Equador ativa 'esquadrões covid' para lidar com corpos e evitar novo caos mortuário
Sua arma foi deixada na patrulha. Imerso em seu traje de biossegurança, William Yugzi entrou apenas com um celular para tirar fotos de uma cena de crime incomum. O homem que morreu, infectado com coronavírus, permaneceu sentado, com um copo d'água e biscoitos nas mãos.
Em uma casa humilde de Quito, Yugzi, de 38 anos, faz o reconhecimento gráfico da posição do corpo, agora com rigor mortis, e observa se apresenta indícios de violência.
O uniformizado faz parte da "equipe covid", que compõe com outros dois policiais de criminalística e é mobilizada exclusivamente para os casos de coronavírus fora dos hospitais.
No local, também estão um médico do Ministério da Saúde, um fumigador e várias agências funerárias.
Esses esquadrões entraram em ação para evitar um novo colapso pela pandemia. Quando a emergência em Guayaquil (sudoeste) começou, o sistema de saúde entrou em crise junto com os necrotérios. As casas foram transformadas em morgues devido à lenta e caótica reação das autoridades.
Com uma população de 17,5 milhões de habitantes, a pandemia deixa cerca de 10.000 mortos no Equador em seis meses. Mais de 105.000 pessoas foram infectadas.
A AFP acompanhou o trabalho do "esquadrão covid".
Cena do crime
A "equipe COVID" número 1, designada para o caso, chega em uma patrulha com as sirenes desligadas. Antes de entrar na casa do falecido, se vestem com os equipamentos de proteção pessoal.
O primeiro a entrar é o responsável por desinfetar a casa e o cadáver. Depois entra o médico e atrás dele vão os policiais.
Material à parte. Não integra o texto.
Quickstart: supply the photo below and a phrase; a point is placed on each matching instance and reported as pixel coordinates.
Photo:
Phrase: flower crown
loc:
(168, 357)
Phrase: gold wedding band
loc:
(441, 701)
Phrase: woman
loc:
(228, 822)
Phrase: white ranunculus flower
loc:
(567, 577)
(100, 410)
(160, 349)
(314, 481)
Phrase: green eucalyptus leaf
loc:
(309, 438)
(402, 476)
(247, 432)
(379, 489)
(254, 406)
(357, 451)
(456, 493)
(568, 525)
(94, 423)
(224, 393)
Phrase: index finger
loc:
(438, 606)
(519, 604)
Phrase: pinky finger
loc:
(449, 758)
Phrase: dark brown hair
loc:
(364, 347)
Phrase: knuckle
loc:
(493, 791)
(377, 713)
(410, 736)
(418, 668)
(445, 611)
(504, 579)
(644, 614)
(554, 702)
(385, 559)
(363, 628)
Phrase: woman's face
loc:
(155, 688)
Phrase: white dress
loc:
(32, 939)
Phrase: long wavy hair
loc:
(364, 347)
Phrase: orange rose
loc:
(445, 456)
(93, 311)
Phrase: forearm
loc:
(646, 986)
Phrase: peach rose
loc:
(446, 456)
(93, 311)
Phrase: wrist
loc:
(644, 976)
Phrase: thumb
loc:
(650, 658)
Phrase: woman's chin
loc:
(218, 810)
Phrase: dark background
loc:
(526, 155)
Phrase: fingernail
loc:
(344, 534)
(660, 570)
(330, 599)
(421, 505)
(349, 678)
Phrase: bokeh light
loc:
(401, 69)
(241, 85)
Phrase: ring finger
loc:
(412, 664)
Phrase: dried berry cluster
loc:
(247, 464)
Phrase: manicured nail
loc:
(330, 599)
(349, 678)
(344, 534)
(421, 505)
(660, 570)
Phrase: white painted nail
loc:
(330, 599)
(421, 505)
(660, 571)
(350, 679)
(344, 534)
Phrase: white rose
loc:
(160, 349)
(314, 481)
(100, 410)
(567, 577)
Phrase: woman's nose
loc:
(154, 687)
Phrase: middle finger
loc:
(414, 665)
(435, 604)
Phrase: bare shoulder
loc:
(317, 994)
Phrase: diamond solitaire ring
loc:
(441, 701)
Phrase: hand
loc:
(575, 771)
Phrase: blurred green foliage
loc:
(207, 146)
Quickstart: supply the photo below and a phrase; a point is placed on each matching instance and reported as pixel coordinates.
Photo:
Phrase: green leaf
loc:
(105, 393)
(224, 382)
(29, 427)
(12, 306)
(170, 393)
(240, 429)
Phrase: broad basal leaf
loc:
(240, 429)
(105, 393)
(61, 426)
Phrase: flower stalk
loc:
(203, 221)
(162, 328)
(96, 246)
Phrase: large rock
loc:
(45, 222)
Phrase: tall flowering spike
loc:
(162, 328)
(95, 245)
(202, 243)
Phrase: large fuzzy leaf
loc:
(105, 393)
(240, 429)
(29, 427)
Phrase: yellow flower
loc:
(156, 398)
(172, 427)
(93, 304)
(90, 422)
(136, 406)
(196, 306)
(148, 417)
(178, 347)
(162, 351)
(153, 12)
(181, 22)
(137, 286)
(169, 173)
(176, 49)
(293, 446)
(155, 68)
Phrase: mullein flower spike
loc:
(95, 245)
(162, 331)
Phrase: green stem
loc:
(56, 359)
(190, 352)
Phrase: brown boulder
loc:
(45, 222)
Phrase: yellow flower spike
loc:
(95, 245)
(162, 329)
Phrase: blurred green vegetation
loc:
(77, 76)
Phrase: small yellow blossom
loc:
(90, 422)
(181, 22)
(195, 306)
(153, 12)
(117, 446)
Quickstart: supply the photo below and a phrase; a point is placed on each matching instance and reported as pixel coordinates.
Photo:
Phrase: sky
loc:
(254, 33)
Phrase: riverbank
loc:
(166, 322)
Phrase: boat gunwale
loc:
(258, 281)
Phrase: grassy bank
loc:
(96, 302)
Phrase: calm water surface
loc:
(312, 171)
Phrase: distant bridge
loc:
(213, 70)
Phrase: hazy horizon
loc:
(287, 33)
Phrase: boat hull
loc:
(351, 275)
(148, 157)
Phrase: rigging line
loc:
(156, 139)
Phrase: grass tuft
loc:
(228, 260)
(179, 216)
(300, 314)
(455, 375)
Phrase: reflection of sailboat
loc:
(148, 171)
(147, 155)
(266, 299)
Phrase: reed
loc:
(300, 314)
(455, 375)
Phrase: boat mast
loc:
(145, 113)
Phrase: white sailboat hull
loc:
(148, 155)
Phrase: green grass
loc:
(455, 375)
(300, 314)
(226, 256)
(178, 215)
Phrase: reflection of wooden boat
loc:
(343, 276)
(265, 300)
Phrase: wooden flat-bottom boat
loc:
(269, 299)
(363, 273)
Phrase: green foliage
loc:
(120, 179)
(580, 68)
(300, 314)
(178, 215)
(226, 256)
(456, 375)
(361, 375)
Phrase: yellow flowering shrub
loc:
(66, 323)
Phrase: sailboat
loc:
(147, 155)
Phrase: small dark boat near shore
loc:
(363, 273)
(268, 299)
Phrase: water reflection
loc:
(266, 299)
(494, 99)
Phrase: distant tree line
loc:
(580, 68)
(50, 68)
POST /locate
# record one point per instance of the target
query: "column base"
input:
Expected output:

Somente quando a retirada do corpo é autorizada, entram as agências funerárias. As famílias decidem se vão cremar ou sepultar o corpo.
Desde abril, cerca de 300 pessoas em Quito, entre confirmadas e suspeitas de terem contraído coronavírus, morreram repentinamente em casas, ruas, consultórios médicos particulares e carros quando estavam à caminho do hospital, de acordo com as autoridades.
As mortes por causas naturais dispararam em meio à pandemia. De janeiro a julho, houve 28.200 casos a mais em relação ao mesmo período de 2019, segundo o Registro Civil. Como em outros países, existe a suspeita de um grande sub-registro de óbitos por COVID-19.
Ángel Medina, outro dos criminalistas, coleta as impressões digitais do morto, que são comparadas com as do arquivo oficial para a identificação completa.
Em seguida, Yugzi tira a última foto: o rosto do falecido com a "ETIQUETA DE CADÁVER COVID-19". A ficha do caso "15149", que contém o nome completo e número de identidade da vítima, é amarrada ao pulso da mão direita.
"Possível covid em andamento"
O Equador detectou o primeiro caso da covid-19 em 29 de fevereiro e Guayaquil foi o primeiro foco de contágio na América Latina.
Depois de legalizar a morte de uma mulher também diagnosticada com a doença, que faleceu em outra casa do sul de Quito, a equipe de criminalística se prepara para retornar à base, mas a rádio-patrulha emite um novo alerta: "possível covid em andamento".
Em um campo de futebol empoeirado do sul da capital, é encontrado o corpo de um idoso morador de rua, que montou uma barraca em uma das esquinas ao pé das arquibancadas, aproveitando que os espaços esportivos não estão sendo utilizados devido à pandemia.
O homem "estava com tosse e até veio uma ambulância, mas ele não quis entrar", disseram os vizinhos. As análises das autoridades servem para registrar a causa na ata: "Provável coronavírus".